The Government has set a target of 2040 to implement the entire policy. Sufficient funding is also crucial in implementation of the whole policy. The government plans to set up subject-wise committees with members from relevant ministries at both the central and state levels to develop implementation plans for each aspect of the NEP.
With the addition of considerable private investment in education, NEP expects that India will achieve 50% GER by 2030. The outlay for education will be raised to 6% of the GDP. The present system of affiliation of colleges with Universities will be phased out , as has been done in most countries of the world. Higher Education Institutions will have the facility to award their own degrees. It is up to them to decide whether the examinations should be external or internal.
The opposition to NEP has so far been low key. Kerala has complained that none of the submissions made by it has been included in NEP. Kerala is also of the opinion that NEP will benefit only the rich students. The Vice Chairman of the Kerala State Higher Education Council has severely criticised the concept of “Knowledge Economy” as he believes that corporates will manipulate it to their advantage.
Questions have been raised about “traditional knowledge systems” being included in the curriculum and teaching of Sanskrit, looking for elements of “saffronisation.” But the Government has pledged that it “will try to take everyone along in the process of making a vibrant India.”
It is a matter of satisfaction that a comprehensive road map presented to the Kerala Government in 2011 by the Kerala State Higher Education Council with me as Vice Chairman, covering infrastructure, teachers training, use of technology, autonomy for colleges and setting up of private universities, productive research and internationalisation have been incorporated in one form or another in the NEP 2020.

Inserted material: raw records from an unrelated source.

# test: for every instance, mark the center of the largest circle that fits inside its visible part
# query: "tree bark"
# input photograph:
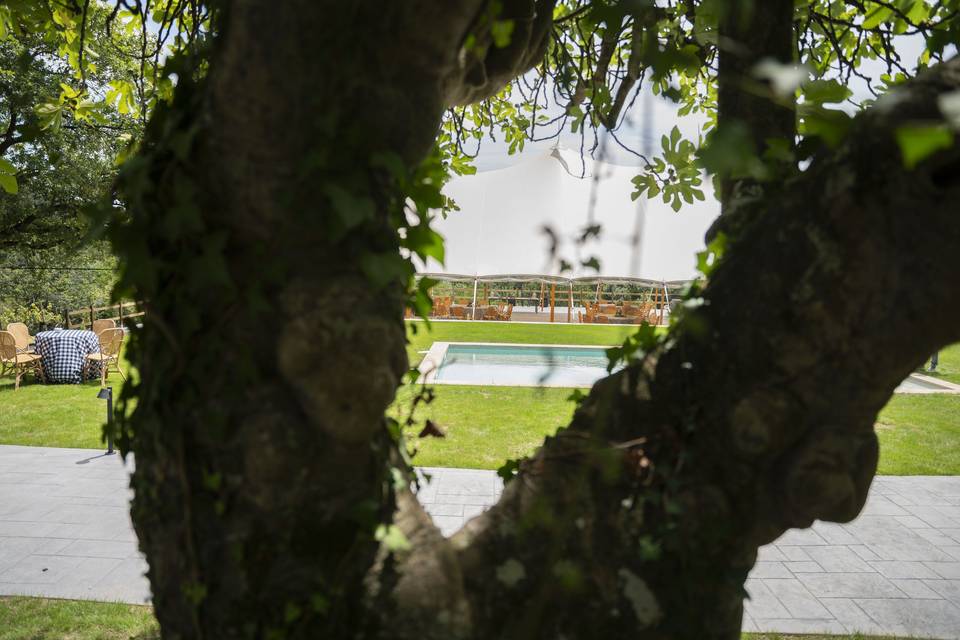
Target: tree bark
(263, 465)
(752, 33)
(260, 236)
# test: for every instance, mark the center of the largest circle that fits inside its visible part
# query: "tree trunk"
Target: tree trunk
(261, 238)
(263, 465)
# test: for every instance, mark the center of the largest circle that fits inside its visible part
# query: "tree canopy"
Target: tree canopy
(291, 151)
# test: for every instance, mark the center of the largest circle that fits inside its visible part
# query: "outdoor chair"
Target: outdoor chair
(22, 335)
(100, 325)
(16, 362)
(109, 357)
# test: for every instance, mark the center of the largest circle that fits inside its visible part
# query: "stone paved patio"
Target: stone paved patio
(65, 533)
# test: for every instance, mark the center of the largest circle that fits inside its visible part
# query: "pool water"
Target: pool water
(522, 365)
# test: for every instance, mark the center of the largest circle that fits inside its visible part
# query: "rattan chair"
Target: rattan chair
(22, 335)
(100, 325)
(109, 357)
(17, 362)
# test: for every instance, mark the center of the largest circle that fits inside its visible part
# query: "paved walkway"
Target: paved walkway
(65, 533)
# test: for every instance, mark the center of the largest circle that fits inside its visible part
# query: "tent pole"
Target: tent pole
(666, 294)
(473, 306)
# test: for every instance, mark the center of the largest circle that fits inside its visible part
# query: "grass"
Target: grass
(55, 415)
(919, 434)
(485, 425)
(949, 367)
(43, 619)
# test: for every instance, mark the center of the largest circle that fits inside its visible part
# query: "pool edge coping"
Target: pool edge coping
(430, 364)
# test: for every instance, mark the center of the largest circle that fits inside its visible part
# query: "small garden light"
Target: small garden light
(106, 393)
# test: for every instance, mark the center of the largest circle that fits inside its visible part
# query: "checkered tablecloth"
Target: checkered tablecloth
(65, 353)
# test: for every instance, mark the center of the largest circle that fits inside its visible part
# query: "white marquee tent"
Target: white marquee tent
(500, 226)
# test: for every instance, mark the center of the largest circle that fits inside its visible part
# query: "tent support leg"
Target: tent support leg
(473, 306)
(666, 295)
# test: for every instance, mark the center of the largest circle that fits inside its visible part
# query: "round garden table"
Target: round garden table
(65, 354)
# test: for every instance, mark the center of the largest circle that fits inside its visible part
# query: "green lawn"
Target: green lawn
(42, 619)
(55, 415)
(488, 425)
(920, 435)
(949, 366)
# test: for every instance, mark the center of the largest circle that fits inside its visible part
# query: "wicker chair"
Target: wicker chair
(16, 362)
(109, 357)
(100, 325)
(22, 335)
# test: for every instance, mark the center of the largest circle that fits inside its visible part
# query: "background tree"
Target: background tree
(63, 132)
(272, 496)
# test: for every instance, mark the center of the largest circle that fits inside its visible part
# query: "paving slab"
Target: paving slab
(65, 532)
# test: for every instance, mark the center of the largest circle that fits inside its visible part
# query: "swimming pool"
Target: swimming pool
(514, 365)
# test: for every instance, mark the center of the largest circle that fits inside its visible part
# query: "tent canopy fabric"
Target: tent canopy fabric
(504, 214)
(530, 277)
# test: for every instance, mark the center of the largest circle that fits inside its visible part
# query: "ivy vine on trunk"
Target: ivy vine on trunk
(260, 226)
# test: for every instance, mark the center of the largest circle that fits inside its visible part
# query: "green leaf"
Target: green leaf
(9, 183)
(831, 125)
(918, 142)
(501, 31)
(876, 16)
(825, 91)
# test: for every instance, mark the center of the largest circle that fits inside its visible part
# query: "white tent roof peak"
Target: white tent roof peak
(504, 214)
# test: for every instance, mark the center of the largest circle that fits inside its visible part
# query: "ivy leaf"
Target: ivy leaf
(9, 183)
(876, 16)
(501, 31)
(918, 142)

But gender justice that KSHEC had stressed is conspicuous by its absence in NEP 2020.
A Global Education Meet, held in January 2016 in Thiruvananthapuram made recommendations to make Kerala an Educational Hub through these measures and the establishment of an Academic City and Higher Education Zones.
But the strong political objection from the opposition towards the end of the term of the previous Government ended the reform process. Very recently, the present Government has picked up for study a few of the old proposals like autonomous colleges and Education Zones.

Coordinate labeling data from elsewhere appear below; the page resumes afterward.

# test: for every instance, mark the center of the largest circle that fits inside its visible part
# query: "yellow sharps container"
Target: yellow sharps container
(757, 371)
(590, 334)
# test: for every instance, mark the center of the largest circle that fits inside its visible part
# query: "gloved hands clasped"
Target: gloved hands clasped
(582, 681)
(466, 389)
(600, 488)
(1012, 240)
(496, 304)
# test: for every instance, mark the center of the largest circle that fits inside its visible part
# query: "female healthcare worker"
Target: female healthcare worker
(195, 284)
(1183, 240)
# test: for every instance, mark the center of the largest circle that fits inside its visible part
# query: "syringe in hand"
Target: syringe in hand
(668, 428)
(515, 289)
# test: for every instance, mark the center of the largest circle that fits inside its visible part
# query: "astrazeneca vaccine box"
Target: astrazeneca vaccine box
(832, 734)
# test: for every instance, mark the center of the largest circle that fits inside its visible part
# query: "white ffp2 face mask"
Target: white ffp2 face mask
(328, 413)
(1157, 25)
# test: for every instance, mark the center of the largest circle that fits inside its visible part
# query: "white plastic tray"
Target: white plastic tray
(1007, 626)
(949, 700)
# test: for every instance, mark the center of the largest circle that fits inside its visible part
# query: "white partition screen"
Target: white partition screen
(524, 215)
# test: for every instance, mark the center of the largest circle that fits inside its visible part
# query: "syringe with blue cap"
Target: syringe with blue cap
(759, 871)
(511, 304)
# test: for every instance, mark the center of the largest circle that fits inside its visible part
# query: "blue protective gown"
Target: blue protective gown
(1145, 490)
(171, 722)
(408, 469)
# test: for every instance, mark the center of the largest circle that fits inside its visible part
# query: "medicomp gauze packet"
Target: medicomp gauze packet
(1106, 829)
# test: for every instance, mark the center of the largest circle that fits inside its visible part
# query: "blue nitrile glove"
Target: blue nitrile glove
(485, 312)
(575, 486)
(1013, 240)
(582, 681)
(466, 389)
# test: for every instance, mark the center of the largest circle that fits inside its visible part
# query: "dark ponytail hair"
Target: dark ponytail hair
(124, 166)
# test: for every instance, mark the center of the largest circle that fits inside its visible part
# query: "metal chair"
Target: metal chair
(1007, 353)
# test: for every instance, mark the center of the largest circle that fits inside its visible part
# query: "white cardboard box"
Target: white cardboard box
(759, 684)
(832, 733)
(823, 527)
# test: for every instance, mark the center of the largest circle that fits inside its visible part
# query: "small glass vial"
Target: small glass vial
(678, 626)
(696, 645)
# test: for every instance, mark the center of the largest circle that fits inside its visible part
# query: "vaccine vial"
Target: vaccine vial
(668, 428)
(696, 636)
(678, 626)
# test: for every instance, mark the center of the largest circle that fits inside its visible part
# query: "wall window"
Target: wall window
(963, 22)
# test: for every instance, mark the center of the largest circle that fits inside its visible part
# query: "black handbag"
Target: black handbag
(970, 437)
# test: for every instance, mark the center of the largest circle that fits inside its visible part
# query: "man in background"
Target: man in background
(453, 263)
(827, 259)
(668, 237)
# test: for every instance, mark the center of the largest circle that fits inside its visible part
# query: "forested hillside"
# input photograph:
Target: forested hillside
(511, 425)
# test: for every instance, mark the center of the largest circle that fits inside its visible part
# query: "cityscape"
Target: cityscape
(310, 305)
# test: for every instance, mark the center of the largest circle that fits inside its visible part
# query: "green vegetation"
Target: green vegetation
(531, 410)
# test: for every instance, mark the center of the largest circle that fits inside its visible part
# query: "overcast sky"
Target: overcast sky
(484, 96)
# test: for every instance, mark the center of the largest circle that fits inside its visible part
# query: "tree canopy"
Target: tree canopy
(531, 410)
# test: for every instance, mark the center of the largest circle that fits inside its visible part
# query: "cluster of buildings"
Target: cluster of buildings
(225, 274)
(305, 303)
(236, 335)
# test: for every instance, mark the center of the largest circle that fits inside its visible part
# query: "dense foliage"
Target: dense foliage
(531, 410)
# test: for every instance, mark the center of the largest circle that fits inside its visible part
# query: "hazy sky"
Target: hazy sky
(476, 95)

A thorough reorganisation of the various regulatory bodies has been suggested, but much will depend on the shape and composition of the new bodies, about which there are apprehensions.
Though the National Assessment and Accreditation Council (NAAC) is to be merged with UGC and AICTE, it will function more or less independently.
Presently, NAAC has a reputation of riding roughshod over institutions and teachers by their arbitrary and reportedly corrupt ways.
One can only hope that the NAAC will function with more transparency and integrity under the new dispensation.